How to Read an ADR

An Additional Documentation Request (ADR) is a request sent to the provider by Mail outlining a specific service or code under review. Information below will assist how to read an ADR letter that encompasses more than one Date of Service on the same claim. The same information will apply to multiple lines of the same Code and same Date of Service billed on the same claim.

Here is an example of a multi-day ADR letter. There will be multiple pages sent with the same ADR letter for each code or service on the claim to be reviewed.

Letter page one. Letter content discribed below.

Letter page two. Letter content discribed below.

Letter page three. Letter content discribed below.

Letter page four. Letter content discribed below.

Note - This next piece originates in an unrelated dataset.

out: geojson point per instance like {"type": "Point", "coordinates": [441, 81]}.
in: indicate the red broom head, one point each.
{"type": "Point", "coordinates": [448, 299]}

The first portion of the letter is the first code under claim review. Each subsequent code under review will follow.

  1. Provider's address on file. This is where all documentation relating the the Review will be sent.
  2. Date, ICN, MID, RE:, NPI/PTAN, Document number
    1. Date: This is the date the claim was developed by the system. The provider will have 45 days from this date to submit documentation.
    2. ICN: 13 Digit MCS Claim number
    3. MID: Partially obscured Patient ID Number
    4. Acct #: Provider submitted Account number. This number is not Noridian or System generated, it will only have significance to the Provider/Facility.
    5. RE: Beneficiary's Name
    6. NPI/PTAN: Rendering Provider's NPI
    7. Document #: Full document number. May be referenced by provider if ICN or XREF (cross reference) is not available.
  3. Beneficiary's name on the Claim.
  4. Date documentation needs to be submitted by. This is 45 days after the Date shown under number 2.
  5. Date of Service on the claim for the first code under review.
  6. Notice stating that services will be denied if documentation is not received within 45 days.
  7. Email address for Medical Review Part B. Use this address to ask any questions relating to your Review.
  8. Lists the actual CPT or HCPC Code under review and the dollar amount the code was billed for on the claim.
  9. Second date of service billed on the claim with a code that is being reviewed.
  10. Listing of second CPT or HCPC Code under review and the dollar amount the code was billed for.
  11. In repeating fashion: Date of Service for the third code on the claim under review, and so on.